Multi-billion pound investment gap revealed to restore nature

Words: Huw Morris
Butterfly / iStock: 892065730

The UK needs to spend at least an extra £44 billion and as much as £97 billion in the next decade to protect and restore biodiversity and nature.

An analysis published by the Green Finance Institute reveals a multi-billion pound investment gap in public sector spending on nature amid a range of best and worst case scenarios based on available evidence.

The largest finance gap regionally lies within England, estimated at between £21 billion to £53bn over 10 years, followed by Scotland, with a gap of between £15bn to £27bn. In Wales, the gap is between £5bn  to £7bn while in Northern Ireland the figure is £3bn to £5bn.

The UK’s Overseas Territories will need to plug a gap of at least £200 million and potentially as much as £1.4bn.

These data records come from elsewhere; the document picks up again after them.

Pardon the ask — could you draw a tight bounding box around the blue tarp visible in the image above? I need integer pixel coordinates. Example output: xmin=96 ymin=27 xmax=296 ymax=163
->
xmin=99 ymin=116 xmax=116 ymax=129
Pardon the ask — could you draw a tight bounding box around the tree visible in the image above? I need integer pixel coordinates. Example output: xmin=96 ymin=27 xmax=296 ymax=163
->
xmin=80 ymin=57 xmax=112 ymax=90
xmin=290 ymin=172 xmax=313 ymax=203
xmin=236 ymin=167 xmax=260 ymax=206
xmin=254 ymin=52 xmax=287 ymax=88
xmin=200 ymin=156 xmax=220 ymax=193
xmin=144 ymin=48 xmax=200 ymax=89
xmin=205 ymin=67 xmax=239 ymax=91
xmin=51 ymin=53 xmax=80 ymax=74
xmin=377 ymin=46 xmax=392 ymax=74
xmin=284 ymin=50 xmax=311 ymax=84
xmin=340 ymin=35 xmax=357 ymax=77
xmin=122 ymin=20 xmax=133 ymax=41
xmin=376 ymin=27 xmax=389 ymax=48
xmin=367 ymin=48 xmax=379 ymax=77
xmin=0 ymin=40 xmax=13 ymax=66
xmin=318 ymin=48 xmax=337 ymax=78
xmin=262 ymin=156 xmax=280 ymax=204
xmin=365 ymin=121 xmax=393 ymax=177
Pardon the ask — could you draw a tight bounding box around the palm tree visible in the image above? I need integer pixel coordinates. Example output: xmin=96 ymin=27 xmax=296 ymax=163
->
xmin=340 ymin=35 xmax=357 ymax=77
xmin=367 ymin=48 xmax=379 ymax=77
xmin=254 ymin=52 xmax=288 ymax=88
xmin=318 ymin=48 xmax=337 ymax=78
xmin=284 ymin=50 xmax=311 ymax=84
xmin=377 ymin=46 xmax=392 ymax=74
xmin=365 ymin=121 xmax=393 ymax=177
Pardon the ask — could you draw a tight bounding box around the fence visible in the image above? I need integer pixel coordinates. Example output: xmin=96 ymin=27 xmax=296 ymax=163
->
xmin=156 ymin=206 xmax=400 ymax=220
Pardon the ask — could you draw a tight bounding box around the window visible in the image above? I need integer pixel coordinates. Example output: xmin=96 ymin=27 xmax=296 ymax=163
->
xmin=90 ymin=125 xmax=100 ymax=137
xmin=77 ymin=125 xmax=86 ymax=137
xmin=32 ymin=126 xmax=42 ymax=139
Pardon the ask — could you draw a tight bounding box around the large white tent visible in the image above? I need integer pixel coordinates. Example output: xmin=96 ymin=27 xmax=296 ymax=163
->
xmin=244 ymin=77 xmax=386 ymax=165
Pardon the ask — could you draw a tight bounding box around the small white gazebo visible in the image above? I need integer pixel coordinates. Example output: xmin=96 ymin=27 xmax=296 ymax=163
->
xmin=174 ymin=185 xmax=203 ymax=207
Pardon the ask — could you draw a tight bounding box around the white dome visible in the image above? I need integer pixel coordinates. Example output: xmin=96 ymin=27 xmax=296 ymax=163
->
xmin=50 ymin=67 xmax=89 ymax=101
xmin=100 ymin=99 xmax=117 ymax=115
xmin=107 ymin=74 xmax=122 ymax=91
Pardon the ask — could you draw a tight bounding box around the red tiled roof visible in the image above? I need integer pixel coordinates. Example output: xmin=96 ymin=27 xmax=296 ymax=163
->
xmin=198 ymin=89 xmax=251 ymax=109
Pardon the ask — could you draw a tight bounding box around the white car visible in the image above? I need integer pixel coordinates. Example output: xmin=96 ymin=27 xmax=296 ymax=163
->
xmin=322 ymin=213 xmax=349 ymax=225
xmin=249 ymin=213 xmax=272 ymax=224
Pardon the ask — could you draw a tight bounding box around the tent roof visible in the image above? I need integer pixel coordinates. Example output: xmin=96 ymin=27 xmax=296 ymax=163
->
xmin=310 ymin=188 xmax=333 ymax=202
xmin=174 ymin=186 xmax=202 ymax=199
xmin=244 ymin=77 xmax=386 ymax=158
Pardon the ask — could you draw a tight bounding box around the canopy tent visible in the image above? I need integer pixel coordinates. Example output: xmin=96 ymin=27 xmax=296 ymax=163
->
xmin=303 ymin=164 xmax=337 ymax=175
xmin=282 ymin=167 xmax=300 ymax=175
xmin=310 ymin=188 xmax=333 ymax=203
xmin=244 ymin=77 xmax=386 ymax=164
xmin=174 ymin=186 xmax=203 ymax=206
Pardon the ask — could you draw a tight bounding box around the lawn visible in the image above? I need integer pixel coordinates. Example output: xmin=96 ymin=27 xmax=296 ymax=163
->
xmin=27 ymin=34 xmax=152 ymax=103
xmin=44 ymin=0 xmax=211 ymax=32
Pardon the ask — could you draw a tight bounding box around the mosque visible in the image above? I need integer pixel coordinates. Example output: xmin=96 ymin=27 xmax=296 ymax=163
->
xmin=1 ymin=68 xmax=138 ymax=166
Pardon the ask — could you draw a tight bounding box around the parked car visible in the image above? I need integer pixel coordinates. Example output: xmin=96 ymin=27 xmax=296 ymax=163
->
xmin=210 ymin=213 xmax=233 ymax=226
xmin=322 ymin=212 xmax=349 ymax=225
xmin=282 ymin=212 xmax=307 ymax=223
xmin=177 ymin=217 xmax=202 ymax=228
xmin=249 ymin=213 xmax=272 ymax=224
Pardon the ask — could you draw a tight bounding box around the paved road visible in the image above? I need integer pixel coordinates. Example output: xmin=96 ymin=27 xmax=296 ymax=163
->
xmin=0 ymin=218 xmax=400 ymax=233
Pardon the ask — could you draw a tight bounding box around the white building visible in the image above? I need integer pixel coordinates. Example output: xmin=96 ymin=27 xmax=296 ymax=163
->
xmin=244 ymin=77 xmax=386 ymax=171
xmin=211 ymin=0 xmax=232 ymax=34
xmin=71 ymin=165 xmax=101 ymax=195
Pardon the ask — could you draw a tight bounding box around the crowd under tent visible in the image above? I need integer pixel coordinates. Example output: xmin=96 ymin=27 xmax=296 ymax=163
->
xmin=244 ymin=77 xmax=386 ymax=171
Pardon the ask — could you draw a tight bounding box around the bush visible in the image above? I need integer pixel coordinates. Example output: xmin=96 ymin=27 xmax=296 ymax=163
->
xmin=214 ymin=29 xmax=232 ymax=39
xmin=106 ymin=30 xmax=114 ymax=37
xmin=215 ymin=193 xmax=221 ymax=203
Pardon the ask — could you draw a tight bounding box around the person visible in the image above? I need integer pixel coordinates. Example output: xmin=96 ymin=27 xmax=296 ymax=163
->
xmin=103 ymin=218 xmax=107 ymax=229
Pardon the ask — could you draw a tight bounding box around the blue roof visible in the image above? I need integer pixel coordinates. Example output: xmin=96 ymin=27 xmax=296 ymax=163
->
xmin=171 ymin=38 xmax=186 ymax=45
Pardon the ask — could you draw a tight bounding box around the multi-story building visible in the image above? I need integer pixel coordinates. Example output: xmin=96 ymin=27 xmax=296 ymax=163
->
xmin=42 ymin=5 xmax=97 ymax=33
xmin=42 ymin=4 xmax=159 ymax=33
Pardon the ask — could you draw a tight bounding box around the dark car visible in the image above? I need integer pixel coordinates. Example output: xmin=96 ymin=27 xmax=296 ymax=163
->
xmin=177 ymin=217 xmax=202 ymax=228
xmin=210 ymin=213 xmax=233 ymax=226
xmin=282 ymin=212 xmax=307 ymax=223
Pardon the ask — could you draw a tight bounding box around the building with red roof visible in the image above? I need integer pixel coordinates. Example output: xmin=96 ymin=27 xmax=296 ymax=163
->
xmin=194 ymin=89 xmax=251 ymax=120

The largest gaps on nature outcomes are within climate mitigation through bio-carbon - £20bn over 10 years - and the protection and restoration of biodiversity at £19bn over a decade. The gap in financing improved access and engagement with the environment is estimated at £7bn, while  £354m will need to be found for reducing flood risk through natural flood management.

Environmental economics consultancy eftec carried out the research to identify the extent to which private investment is needed to meet the UK’s net-zero and nature-positive ambitions while informing investors where they should focus.

“Public investment - even if funding commitments increase - will not be enough to fund the UK’s nature recovery ambitions,” said Green Finance Institute chief executive Rhian-Mari Thomas. “Private investment is therefore urgently required in addition to public sector funding if we hope to transition to a net-zero and nature-positive economy.”